Last week, I wrote about key considerations for youth weight lifting. You can review that article HERE
I concluded by noting that while resistance training is important, three other core components of training should be prioritized for young athletes (ages 5-12).
These three components are speed, movement competency, and reactivity.
First, let's talk about speed training. Why? Because nearly every sport benefits from faster athletes. From a technical standpoint, the earlier good patterns are established, the better. Additionally, even if an athlete isn't required to utilize linear speed, the qualities gained through speed training still have considerable benefits, such as improving fast-twitch muscle fiber recruitment, enhancing overall power, and learning how to generate maximum effort force.
Next is movement competency, which is straightforward. The goal is to establish proper movement patterns and develop kinesthetic awareness. This includes understanding fundamental athletic positions, center of gravity, footwork, mechanics, and proper form.

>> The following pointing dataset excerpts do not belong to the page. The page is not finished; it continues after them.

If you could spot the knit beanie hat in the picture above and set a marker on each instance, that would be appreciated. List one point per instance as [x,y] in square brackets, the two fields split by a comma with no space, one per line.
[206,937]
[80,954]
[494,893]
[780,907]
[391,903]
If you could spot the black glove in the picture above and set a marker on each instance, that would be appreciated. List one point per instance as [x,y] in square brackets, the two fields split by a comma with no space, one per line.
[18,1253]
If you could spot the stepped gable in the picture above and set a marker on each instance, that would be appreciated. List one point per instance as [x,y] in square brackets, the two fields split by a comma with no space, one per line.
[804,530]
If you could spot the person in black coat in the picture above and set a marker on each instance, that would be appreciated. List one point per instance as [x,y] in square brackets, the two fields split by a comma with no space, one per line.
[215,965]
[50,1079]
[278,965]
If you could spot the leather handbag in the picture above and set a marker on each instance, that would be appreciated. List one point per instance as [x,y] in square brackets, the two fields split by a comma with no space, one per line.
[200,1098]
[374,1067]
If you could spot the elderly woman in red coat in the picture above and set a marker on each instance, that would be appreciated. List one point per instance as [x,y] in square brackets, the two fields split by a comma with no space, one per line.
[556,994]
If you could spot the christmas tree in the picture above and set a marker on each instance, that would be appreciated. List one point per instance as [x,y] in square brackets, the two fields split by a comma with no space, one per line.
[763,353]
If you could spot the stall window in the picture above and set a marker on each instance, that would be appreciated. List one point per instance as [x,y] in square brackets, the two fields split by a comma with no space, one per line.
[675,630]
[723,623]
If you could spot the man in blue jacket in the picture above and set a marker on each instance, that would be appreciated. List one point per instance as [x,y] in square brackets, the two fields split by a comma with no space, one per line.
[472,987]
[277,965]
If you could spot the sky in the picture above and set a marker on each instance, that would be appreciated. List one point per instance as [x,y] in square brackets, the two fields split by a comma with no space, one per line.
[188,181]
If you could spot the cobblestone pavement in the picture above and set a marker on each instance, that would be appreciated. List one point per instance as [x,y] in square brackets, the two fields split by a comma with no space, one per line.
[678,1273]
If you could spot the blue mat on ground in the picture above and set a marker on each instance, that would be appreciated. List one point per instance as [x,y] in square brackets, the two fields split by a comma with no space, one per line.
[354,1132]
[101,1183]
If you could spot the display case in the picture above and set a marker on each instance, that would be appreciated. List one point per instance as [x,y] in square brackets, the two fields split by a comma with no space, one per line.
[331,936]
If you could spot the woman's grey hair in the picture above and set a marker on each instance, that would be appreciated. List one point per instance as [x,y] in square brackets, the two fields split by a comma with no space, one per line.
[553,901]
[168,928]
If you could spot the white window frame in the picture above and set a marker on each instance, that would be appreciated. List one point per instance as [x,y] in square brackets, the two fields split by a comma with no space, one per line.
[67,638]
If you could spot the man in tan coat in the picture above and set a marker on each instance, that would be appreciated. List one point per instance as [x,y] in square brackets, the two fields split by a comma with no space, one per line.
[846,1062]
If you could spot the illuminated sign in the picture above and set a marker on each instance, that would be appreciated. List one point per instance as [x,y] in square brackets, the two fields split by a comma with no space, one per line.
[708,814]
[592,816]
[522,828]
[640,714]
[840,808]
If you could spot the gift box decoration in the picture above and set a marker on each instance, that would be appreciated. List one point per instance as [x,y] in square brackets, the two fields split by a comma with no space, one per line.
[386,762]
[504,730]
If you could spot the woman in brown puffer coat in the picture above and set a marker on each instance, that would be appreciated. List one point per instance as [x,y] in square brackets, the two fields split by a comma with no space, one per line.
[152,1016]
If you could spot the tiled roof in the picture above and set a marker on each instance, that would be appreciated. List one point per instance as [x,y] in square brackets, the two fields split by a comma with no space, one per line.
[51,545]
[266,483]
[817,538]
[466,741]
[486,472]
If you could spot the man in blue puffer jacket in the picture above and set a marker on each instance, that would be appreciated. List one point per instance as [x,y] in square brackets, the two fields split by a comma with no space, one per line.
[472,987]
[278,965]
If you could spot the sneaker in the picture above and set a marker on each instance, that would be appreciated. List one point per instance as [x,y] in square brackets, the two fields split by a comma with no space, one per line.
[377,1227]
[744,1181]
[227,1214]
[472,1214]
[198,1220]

Finally, young athletes should have focused and dedicated time allocated to improving reactivity. Why? Because this skill is much easier to learn at an early age compared to teenage or adult years. Reactivity drills come in various forms and should be structured to include visual, auditory, and cognitive-based reaction training. Moreover, they should be fun, as adherence to programs is much easier when they are enjoyable.
If you have a young athlete at home, consider regularly exposing them to these three training components to help lay the groundwork for healthy athletic development.